Two new reports have outlined the revenue challenges being faced by Papua New Guinea’s government in the face of the COVID-19 pandemic. Without progress on resources projects, they suggest PNG can expect spending cuts and more foreign exchange shortages.
A report by Fitch Solutions says that because of ‘lost tax revenues and higher extraordinary spending due to the latest COVID-19 outbreak,’ it has revised its forecast for PNG’s Budget deficit in 2020 to 7.3 per cent of GDP, ‘from a previous forecast of 6.5 per cent.’ The 2019 estimated Budget deficit was 4.9 per cent.
‘The wide fiscal imbalance will force the government to implement spending cuts – potentially delaying important public infrastructure projects – or add to a growing debt burden,’ the report says.
Fitch has lowered its forecast for GDP growth in 2020 from minus 1.1 per cent to minus 1.6 per cent.

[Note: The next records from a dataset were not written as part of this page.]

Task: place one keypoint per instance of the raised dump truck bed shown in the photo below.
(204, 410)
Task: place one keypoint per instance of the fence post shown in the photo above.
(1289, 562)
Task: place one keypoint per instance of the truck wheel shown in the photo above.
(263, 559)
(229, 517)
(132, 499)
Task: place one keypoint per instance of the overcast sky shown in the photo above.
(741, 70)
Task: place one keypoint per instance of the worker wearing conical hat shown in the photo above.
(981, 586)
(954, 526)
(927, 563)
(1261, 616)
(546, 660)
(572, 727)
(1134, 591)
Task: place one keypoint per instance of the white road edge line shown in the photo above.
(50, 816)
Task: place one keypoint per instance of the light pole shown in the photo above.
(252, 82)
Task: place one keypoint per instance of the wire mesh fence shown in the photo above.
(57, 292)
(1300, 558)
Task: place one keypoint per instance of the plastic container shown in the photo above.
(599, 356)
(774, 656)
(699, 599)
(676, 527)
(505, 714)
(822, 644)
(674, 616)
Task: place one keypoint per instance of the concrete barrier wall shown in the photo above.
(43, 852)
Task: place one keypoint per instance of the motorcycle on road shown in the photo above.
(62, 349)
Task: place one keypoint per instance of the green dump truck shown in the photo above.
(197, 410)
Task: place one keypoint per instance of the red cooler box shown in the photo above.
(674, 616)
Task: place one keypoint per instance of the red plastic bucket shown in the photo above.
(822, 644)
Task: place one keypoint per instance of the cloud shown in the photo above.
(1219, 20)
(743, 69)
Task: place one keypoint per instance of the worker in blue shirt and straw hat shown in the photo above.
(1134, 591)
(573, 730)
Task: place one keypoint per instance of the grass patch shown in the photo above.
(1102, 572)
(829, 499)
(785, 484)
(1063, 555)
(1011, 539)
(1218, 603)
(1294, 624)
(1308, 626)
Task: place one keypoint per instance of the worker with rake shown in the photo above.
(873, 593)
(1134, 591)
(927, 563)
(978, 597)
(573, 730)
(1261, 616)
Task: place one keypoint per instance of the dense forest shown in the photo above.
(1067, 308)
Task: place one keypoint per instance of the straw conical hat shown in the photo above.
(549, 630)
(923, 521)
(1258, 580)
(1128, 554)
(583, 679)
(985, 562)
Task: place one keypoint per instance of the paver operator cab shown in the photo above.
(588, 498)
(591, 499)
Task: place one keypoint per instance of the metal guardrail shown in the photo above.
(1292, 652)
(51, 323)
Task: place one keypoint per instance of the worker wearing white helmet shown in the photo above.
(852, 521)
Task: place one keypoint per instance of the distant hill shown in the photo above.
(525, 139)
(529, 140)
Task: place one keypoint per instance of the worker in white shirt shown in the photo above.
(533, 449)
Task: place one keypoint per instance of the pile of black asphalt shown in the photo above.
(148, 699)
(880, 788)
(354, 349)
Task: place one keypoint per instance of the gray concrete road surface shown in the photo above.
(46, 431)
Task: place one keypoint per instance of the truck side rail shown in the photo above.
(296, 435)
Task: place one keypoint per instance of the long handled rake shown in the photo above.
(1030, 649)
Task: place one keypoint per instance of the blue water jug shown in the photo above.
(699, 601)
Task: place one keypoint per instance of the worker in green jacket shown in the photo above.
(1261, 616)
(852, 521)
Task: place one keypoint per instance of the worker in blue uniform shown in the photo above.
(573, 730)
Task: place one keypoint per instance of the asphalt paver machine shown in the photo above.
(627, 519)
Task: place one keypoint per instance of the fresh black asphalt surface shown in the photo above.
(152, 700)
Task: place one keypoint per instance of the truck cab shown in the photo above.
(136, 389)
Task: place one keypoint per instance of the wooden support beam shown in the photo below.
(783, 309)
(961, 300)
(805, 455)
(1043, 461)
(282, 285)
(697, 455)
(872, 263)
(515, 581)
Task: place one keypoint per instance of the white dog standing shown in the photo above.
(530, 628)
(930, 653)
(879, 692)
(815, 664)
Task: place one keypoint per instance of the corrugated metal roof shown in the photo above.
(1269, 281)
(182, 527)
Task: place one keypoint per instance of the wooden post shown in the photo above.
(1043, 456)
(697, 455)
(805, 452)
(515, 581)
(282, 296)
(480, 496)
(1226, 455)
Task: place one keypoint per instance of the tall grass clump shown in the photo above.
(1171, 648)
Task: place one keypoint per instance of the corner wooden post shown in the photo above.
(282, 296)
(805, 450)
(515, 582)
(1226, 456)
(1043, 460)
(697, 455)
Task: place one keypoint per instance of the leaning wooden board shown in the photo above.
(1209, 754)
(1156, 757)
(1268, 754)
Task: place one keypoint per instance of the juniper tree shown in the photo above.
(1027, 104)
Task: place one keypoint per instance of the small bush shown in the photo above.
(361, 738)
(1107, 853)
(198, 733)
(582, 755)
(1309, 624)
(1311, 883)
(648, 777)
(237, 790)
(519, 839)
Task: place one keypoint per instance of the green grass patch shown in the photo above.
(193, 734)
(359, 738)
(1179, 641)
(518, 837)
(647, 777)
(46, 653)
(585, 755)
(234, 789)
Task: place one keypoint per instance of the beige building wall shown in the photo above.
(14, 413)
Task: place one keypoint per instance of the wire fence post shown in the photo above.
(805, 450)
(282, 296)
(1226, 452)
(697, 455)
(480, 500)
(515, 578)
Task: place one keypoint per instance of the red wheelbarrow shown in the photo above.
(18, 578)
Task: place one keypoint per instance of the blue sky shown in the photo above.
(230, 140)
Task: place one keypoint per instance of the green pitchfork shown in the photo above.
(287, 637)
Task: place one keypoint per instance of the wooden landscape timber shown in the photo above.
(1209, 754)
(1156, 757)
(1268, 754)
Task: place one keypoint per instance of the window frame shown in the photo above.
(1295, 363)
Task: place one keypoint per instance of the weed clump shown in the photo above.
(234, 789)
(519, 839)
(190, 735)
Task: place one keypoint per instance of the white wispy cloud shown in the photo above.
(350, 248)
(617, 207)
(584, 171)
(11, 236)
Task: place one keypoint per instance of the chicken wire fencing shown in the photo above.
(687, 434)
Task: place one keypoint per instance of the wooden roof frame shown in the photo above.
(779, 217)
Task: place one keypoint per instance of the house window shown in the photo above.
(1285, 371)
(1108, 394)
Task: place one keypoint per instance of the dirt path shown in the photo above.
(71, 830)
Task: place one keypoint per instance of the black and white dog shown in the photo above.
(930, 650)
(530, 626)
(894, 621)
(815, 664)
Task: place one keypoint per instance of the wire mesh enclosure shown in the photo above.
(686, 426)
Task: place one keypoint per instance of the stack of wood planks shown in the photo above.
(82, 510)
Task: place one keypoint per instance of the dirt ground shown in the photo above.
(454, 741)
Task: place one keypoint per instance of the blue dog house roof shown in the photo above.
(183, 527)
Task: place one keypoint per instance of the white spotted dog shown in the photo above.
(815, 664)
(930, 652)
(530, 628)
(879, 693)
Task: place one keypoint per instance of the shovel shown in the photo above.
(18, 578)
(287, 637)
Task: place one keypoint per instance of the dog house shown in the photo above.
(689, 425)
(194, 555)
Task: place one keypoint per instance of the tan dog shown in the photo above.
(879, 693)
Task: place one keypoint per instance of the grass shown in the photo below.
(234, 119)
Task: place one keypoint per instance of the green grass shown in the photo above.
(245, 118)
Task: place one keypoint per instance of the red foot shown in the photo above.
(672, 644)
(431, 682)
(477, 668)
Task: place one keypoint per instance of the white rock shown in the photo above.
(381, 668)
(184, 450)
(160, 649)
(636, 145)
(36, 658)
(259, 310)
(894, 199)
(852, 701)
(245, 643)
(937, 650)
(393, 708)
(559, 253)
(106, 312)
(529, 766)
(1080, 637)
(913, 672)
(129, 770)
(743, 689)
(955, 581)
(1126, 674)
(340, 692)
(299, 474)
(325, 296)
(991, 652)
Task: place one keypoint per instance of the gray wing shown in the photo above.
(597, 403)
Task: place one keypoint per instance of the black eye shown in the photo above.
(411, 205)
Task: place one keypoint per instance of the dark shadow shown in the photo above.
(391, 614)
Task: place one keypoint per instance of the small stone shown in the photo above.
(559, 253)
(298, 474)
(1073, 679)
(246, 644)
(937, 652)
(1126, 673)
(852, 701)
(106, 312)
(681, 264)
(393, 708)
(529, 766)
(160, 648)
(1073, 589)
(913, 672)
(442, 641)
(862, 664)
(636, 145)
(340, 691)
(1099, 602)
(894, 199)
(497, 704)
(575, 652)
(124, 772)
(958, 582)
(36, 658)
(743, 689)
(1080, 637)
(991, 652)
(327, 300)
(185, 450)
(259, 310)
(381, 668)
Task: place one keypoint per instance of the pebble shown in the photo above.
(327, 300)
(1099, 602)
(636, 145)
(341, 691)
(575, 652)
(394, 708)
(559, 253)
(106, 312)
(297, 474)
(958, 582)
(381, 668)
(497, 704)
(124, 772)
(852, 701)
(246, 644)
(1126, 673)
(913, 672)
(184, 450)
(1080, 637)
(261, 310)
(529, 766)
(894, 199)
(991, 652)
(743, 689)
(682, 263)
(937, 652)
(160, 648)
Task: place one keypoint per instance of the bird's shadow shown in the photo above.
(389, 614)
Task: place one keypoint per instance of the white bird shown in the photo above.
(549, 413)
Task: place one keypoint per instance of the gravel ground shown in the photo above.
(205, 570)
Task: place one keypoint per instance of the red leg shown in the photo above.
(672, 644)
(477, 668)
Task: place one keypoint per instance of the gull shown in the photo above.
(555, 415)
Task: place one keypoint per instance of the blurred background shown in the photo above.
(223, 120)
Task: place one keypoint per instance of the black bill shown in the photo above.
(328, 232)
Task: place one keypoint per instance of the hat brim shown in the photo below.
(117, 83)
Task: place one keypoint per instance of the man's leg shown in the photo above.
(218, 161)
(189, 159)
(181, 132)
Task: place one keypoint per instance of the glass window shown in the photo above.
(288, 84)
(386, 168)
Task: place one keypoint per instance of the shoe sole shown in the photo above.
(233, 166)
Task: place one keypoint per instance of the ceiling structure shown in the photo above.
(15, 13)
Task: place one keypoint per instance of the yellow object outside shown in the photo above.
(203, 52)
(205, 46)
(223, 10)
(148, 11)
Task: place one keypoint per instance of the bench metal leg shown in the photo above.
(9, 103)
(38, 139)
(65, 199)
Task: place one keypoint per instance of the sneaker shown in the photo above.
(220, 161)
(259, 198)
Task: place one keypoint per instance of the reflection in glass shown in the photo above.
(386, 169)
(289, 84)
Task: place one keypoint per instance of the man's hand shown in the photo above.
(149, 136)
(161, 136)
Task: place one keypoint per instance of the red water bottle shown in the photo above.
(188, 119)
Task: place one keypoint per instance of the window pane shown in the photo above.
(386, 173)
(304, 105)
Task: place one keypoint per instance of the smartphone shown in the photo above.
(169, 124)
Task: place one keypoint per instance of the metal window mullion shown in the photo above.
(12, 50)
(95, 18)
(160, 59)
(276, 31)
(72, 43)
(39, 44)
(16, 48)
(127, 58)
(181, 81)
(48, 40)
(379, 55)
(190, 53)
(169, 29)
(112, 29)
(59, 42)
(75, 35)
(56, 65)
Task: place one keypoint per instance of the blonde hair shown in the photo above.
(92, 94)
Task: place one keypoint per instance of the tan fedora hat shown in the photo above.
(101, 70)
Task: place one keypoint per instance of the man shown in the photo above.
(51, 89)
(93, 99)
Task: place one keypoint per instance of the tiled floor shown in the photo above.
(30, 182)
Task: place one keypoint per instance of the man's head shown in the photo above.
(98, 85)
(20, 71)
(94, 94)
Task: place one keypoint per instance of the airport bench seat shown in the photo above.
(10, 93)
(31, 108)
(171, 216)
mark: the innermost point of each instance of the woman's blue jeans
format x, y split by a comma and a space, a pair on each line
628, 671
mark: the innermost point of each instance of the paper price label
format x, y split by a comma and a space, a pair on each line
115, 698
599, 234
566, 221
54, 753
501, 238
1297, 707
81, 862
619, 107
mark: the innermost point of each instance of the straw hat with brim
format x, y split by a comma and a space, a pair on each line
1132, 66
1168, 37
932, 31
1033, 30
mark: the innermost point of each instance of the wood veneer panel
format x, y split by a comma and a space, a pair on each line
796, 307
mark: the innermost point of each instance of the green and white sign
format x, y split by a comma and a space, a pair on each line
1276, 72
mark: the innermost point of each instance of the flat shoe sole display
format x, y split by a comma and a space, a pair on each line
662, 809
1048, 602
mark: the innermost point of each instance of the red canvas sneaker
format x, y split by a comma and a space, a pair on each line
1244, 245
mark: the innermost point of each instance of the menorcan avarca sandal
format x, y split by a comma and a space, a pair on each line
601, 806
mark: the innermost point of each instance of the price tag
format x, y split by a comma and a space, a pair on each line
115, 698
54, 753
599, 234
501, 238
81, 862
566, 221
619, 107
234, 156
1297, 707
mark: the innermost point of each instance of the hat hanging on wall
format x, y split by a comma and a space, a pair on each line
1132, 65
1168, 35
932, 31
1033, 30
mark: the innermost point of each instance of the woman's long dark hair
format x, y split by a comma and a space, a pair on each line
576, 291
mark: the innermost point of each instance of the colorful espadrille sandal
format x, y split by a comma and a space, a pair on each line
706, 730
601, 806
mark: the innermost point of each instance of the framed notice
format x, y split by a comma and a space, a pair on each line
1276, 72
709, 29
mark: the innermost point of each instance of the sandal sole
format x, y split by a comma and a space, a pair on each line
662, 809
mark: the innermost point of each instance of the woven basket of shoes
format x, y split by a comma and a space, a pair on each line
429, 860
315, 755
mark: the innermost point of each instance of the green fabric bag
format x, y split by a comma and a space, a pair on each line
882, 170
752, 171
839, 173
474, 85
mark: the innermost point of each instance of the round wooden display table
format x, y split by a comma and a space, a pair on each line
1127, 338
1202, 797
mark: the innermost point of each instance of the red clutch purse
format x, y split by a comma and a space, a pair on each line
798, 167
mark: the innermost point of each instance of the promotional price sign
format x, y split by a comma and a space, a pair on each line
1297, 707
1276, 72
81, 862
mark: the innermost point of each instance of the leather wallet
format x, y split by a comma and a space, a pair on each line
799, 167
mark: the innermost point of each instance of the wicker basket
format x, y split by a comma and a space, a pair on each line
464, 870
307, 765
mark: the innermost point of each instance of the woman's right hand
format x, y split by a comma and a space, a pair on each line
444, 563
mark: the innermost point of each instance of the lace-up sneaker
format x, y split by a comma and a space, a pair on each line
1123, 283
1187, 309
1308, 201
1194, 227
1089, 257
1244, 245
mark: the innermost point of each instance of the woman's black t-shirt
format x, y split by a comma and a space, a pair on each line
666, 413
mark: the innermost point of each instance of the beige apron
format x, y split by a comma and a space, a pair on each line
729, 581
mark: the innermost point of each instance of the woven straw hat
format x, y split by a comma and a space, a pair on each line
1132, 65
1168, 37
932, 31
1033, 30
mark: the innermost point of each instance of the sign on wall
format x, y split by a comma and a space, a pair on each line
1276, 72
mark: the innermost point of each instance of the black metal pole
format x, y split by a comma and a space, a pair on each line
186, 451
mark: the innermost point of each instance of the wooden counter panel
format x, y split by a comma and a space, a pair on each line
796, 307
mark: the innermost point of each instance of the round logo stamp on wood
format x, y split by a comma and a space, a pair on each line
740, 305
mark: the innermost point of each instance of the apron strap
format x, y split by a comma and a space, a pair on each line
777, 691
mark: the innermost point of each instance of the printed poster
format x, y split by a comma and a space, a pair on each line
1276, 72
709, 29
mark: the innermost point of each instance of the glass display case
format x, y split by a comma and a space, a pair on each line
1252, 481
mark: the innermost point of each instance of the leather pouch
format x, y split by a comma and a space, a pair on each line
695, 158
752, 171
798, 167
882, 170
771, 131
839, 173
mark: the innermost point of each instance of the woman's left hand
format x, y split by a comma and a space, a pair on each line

The ANZ Bank’s latest Pacific Insight report, authored by International Economist Kishti Sen and Senior International Economist Tom Kenny, says the PNG government will have a shortfall of K1 billion in petroleum taxes and dividends.
‘We believe another K1.5 billion of projected overall tax revenue won’t be realised due to a lacklustre economy. The shutdown of the Porgera gold mine, while Barrick Niugini pursues a legal challenge to the government’s decision not to extend its Special Mining Lease, will also impact revenue.’
ANZ’s economists estimate that PNG’s budget deficit will blow out to K7.1 billion in 2020, raising questions about where the funding will come from.
‘So far, the government has raised a total of K2.4 billion (K1.1 billion through domestic bond issuance and K1.3 billion from an IMF loan), leaving a deficit financing gap of K4.7 billion.
‘A recovery of PNG’s economy and government revenue heavily depends on getting ‘the next wave of resource projects over the line.’
‘The Treasurer has also said he is confident of raising another K500 million from the domestic market, and that he will actively seek additional multilateral and bi-lateral development partner support to bridge the gap.
‘We think the latter will be a tough ask. The lending pipeline of multilaterals is under pressure from a large volume of requests from member countries for emergency financing. The Asian Development Bank has already cut $US110 (K388 million) from a $US300 million (K1.0 billion) Partial Credit Guarantee Bond for the PNG government.’
The Fitch report says mine closures are also adversely affecting the availability of foreign exchange in PNG.
‘With gold representing around a quarter of PNG’s total exports, prolonged mine closures have a clear negative impact on the country’s trade balance and exacerbate existing problems with foreign exchange shortages.’
‘The government needs to strike the right balance between national interests and investor interests in negotiating distribution of project benefits’
Fitch says Ok Tedi Mining has estimated that the 14-day suspension of operations at the mine is likely to reduce US foreign exchange inflows by around US40 million (K140 million). The report says the Porgera mine shutdown will also cause a significant loss of revenues, noting that the mine accounts about a tenth of PNG’s annual exports.
The ANZ report argues the government will need to reduce spending on wages and salaries ‘to rein in operating or recurrent expenditure’.
It also says a recovery of PNG’s economy and government revenue heavily depends on getting ‘the next wave of resource projects over the line.’
The P’nyang gas agreement is identified as particularly important, with ‘timely completion of this agreement’ being needed to prevent the Papua LNG project and the PNG LNG expansion being indefinitely on hold.
‘That could do irreversible damage to the economy. We understand that the government is taking a tough negotiating position with potential investors seeking to achieve a larger equity, greater landowner involvement and more opportunities for SMEs and local communities.
‘However, mining capital is not a limitless pool, and PNG – notwithstanding its unique value proposition including rich gas – is competing against discoveries in Mozambique, Guyana, Brazil and the United States. The government needs to strike the right balance between national interests and investor interests in negotiating distribution of project benefits.’